The amendment to the Act will imply a clause (presumably as a code) into leases relating to all businesses that meet certain eligibility criteria that a fair proportion of rent and outgoings shall cease to be paid when a tenant’s business has suffered a material loss of revenue because of the restrictions imposed to combat Covid-19.
The criteria for a business eligible to have the clause implied into their commercial lease shall include:
- The business has 20 or fewer full-time equivalent staff per lease site;
- The business is New Zealand-based;
- The business has not already come to an agreement for a rent abatement with their landlord.

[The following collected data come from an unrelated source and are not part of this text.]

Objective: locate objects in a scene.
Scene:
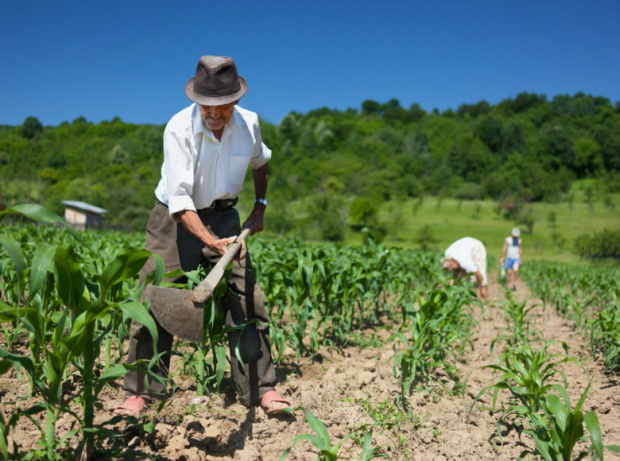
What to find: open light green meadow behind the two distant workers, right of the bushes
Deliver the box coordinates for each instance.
[379,197,620,263]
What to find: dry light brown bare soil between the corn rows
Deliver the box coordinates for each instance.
[0,274,620,461]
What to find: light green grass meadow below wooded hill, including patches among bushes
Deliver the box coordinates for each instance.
[238,181,620,263]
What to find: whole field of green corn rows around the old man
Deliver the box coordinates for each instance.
[0,205,620,460]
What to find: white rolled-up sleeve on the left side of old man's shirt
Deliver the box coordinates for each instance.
[163,128,196,216]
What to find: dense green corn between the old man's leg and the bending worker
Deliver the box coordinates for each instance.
[251,240,444,357]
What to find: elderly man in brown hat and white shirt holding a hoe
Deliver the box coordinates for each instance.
[115,56,291,415]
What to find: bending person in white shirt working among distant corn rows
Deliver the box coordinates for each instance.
[441,237,487,299]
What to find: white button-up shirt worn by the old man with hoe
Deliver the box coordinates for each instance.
[155,104,271,216]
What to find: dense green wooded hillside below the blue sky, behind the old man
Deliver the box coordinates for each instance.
[0,93,620,230]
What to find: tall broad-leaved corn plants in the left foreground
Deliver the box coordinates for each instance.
[0,206,162,459]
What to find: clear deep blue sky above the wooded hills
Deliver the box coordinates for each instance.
[0,0,620,125]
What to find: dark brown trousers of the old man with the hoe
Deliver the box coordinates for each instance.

The Government proposes to provide clear rules that must be followed when determining what factors must be considered in determining a ‘fair proportion’ based on the principles that the interests of the landlord and the tenant should both be taken into account, and the financial burden of Covid-19 should be fairly proportioned.
Any disputes that arise on account of the implied clause, including the determination of what is a ‘fair proportion’ shall be settled by way of arbitration. Arbitration is a process for the settlement of disputes in which an independent and impartial arbitrator makes a decision (normally final and binding) after considering the representations of the parties. The Government will assist the parties to access this dispute resolution mechanism by way of a Government subsidy at a rate of $6,000.00 per arbitration.